Another thing, essential to understand, is that all those temporary objects are linked to a given session, but two-phase commit is not. Hence, it is perfectly possible to run PREPARE TRANSACTION in one session, and COMMIT PREPARED in a second session. The problem discussed in the thread mentioned up-thread is that one could possibly associate temporary object within a two-phase transaction, which is logically incorrect. An effect of doing so is that the temporary schema dropped at the end of a session would block until the two-phase transaction is commit-prepared, blocking a backend slot from being used, and potentially messing up upcoming sessions trying to use the same temporary schema. So if this effect accumulates and many two-phase transactions are not committed, this could bloat the shared memory areas for upcoming connections, preventing future connections. Multiple object types may be involved, but there are other patterns like LOCK on a temporary table within a transaction running two-phase commit, or just the drop of a temporary object. One visible effect is for example a session waiting for a lock to be released, while the client thinks that the session has actually finished, which could be accomplished with just that:
=# CREATE TEMP TABLE temp_tab (a int);
CREATE TABLE
=# BEGIN;
BEGIN
=# LOCK temp_tab IN ACCESS EXCLUSIVE MODE;
LOCK TABLE
=# PREPARE TRANSACTION '2pc_lock_temp';
PREPARE TRANSACTION
-- Leave the session
=# \q
When patched, PREPARE TRANSACTION would just throw an error instead.

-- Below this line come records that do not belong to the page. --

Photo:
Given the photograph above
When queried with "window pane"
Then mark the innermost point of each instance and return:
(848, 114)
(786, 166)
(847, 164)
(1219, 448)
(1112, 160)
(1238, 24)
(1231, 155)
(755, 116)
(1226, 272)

=# PREPARE TRANSACTION '2pc_lock_temp';
ERROR: 0A000: cannot PREPARE a transaction that has operated on temporary objects
LOCATION: PrepareTransaction, xact.c:2284
The fix here involves more restriction of two-phase transactions when involving temporary objects, which has been on preventing only the use of tables within such transactions for many years, so this tightens the corner cases found.
Note that this found only its way down to Postgres 10, as the bug fix relies on a session-level variable called MyXactFlags, which can be used in a transaction to mark certain events. And in the case of two-phase commit, the flag is used to issue properly an error at PREPARE TRANSACTION phase so as the state of the transaction does not mess up with the temporary namespace, so as there are no after-effects with the existing session or a future session trying to use the same temporary namespace. It could be possible to lower the restriction, particularly for temporary tables which use ON COMMIT DROP, but that would be rather tricky to achieve so as it would need special handling of temporary objects which now happens at COMMIT PREPARED phase.